13 It was nearly time for the Jewish Passover celebration, so Jesus went to Jerusalem. 14 In the Temple area he saw merchants selling cattle, sheep, and doves for sacrifices; he also saw dealers at tables exchanging foreign money.15 Jesus made a whip from some ropes and chased them all out of the Temple. He drove out the sheep and cattle, scattered the money changers’ coins over the floor, and turned over their tables.
12 Jesus entered the temple courts and drove out all who were buying and selling there. He overturned the tables of the money changers and the benches of those selling doves. 13 “It is written,” he said to them, “‘My house will be called a house of prayer,’[e] but you are making it ‘a den of robbers.’[f]”
There were several reasons for the righteous anger Jesus displayed in these accounts. First of all, it was during the celebration of the Passover. The Passover was to be a remembrance and a celebration of the time with the death angel passed over the Israelites, resulting in their release from the slavery of Egypt. This time of remembrance involved offering pure sacrifices to God, which required giving the first and the best. The money changers and sellers of the cattle, sheep, and doves made it easy to give a lesser sacrifice. “Oh, I will just buy something at the temple and be done with it.” “I won’t worry about taking my best lamb, I can just pick something up at the temple.” The market that had formed at the temple made it easy for the people to give less-than their best.

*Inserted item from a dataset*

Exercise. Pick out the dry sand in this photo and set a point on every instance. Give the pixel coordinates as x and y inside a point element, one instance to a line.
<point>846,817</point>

On the other hand, for those who had come long distances, perhaps it wasn’t wrong to buy something there for the sacrifice. We see in the very next verses that Jesus encountered a blind man. He surely couldn’t have gone out to find a turtledove or young pigeon. So, though it wasn’t wrong for some people to buy their sacrifices there, what was wrong was the fact that the money changers and sellers of the sacrifices were cheating those who needed their products. They were turning the pure house of God into a den of thieves. And they were taking advantage of the vulnerable ones who had no other choice but to buy the sacrifice there and pay whatever was asked. And if they couldn’t pay, they couldn’t make the sacrifice to God; they couldn’t keep the law. God does get angry sometimes. But it is always righteous anger.
Of course, the old system of sacrifice ended with the Ultimate Sacrifice when Jesus died and rose again. No other sacrifice needs to be made. But God still wants something from us. He wants what he always wanted. He wants our first and our best. He wants us. Look at the truth found in 1 Samuel 15:22.
22But Samuel replied,
“What is more pleasing to the LORD:
your burnt offerings and sacrifices
or your obedience to his voice?
Listen! Obedience is better than sacrifice,
and submission is better than offering the fat of rams.
God wants our love and obedience more than He wants any sacrifice we could offer Him. One of my favorite poems is a stanza from In the Bleak Midwinter by Christina Rossetti.
What can I give Him, poor as I am?
If I were a shepherd, I’d give Him a lamb.
If I were a wise man, I’d do my part.
What can I give Him? I’ll give my heart.
Give Him your heart. Give Him your first and your best. And He will give you more than you could ever hope or dream or imagine.